A Scrapy [download handler](https://docs.scrapy.org/en/latest/topics/download-handlers.html) that routes all HTTP/HTTPS requests through [rnet](https://github.com/0x676e67/rnet), giving your spiders browser-grade TLS and HTTP/2 fingerprints via BoringSSL impersonation.
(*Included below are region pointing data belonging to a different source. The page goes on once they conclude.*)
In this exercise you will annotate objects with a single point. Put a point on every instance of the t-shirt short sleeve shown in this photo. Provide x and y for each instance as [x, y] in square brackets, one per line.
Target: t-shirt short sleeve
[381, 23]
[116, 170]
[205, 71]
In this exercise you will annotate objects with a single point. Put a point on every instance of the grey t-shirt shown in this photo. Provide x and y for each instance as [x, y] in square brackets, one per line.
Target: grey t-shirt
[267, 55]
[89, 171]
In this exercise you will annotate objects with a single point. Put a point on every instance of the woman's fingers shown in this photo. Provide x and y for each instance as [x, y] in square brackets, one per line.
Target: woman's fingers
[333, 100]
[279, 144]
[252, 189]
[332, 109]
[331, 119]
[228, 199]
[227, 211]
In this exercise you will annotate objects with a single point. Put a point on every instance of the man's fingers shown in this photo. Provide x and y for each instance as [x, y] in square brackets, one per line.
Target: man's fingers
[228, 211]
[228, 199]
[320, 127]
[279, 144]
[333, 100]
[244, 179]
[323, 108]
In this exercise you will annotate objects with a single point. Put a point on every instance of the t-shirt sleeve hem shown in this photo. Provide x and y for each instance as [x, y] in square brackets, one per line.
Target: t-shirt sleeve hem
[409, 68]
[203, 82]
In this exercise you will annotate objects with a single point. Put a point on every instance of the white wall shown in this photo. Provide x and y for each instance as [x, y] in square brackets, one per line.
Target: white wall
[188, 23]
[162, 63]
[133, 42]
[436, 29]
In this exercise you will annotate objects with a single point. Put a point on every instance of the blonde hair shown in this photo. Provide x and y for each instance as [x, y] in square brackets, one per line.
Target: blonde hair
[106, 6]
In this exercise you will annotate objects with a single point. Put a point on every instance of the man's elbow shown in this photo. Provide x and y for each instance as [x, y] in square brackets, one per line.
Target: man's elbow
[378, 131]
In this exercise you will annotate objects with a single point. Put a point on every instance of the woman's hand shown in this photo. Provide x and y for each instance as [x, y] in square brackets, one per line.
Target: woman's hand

Without this, Scrapy uses Python's standard `urllib3`/`twisted` stack, which produces a fingerprint trivially identifiable as a bot. With `scrapy-rnet`, requests look indistinguishable from a real Chrome, Firefox, or Safari browser at the TLS and HTTP/2 layer.

## Requirements

- Python 3.13+
- Scrapy 2.14+
- rnet 2.4+

## Installation

```bash
uv add scrapy-rnet
# or
pip install scrapy-rnet
```

## Setup

Add to your Scrapy `settings.py`:

```python
TWISTED_REACTOR = "twisted.internet.asyncioreactor.AsyncioSelectorReactor"

DOWNLOAD_HANDLERS = {
    "http":  "scrapy_rnet.RnetDownloadHandler",
    "https": "scrapy_rnet.RnetDownloadHandler",
}
```

That's it. All requests will now go through rnet, impersonating Chrome 131 by default.

## Configuration

| Setting | Type | Default | Description |
|---|---|---|---|
| `RNET_IMPERSONATE` | `rnet.Impersonate` | `Chrome131` | Browser profile to impersonate |
| `RNET_IMPERSONATE_OS` | `rnet.ImpersonateOS` | `None` | OS to pair with the browser profile |
| `RNET_TIMEOUT` | `int` | `30` | Request timeout in seconds |
| `RNET_FOLLOW_REDIRECTS` | `bool` | `False` | Let rnet follow redirects (disables Scrapy's `RedirectMiddleware` for these requests) |
| `RNET_VERIFY_SSL` | `bool` | `True` | Verify TLS certificates |
| `RNET_PROXIES` | `list[rnet.Proxy]` | `None` | Proxy list; takes precedence over Scrapy's proxy settings |

### Choosing a browser profile

```python
import rnet

# Chrome (default)
RNET_IMPERSONATE = rnet.Impersonate.Chrome131

# Firefox
RNET_IMPERSONATE = rnet.Impersonate.Firefox133

# Safari
RNET_IMPERSONATE = rnet.Impersonate.Safari18

# Pair with a specific OS fingerprint
RNET_IMPERSONATE    = rnet.Impersonate.Chrome131
RNET_IMPERSONATE_OS = rnet.ImpersonateOS.Windows
```

Full list of available profiles: [rnet docs](https://rnet.readthedocs.io/en/latest/).

### Proxies

**Global proxy** (all requests):

```python
RNET_PROXIES = ["http://user:pass@proxy.example.com:8080"]
```

**Per-request proxy** via `request.meta['proxy']`:

```python
yield scrapy.Request(url, meta={"proxy": "http://user:pass@proxy.example.com:8080"})
```

> **Important:** Scrapy's built-in `HttpProxyMiddleware` strips credentials from the proxy URL before the download handler sees the request. Since rnet manages proxy auth internally, you must disable it:
>
> ```python
> DOWNLOADER_MIDDLEWARES = {
>     "scrapy.downloadermiddlewares.httpproxy.HttpProxyMiddleware": None,
> }
> ```

## How it works

`RnetDownloadHandler` implements Scrapy's [download handler interface](https://docs.scrapy.org/en/latest/topics/download-handlers.html) (`download_request` / `close`). When Scrapy resolves a request for an `http` or `https` URL it calls `download_request`, which:

1. Translates the Scrapy `Request` (method, URL, headers, body) into an rnet call
2. Sends the request through rnet's BoringSSL-backed async client
3. Converts the rnet response back into the appropriate Scrapy response subclass (`HtmlResponse`, `TextResponse`, etc.), preserving status, headers, body, IP address, and HTTP protocol version

A single `rnet.Client` instance is shared for the spider's lifetime, so connection pooling works as normal.

## Testing

```bash
# Unit tests only (no network required)
uv run pytest tests/ -m "not integration"

# All tests including real network calls
uv run pytest tests/
```

The integration suite includes a fingerprint verification test that hits `tls.peet.ws` and asserts the TLS/HTTP2 fingerprint matches Chrome 131.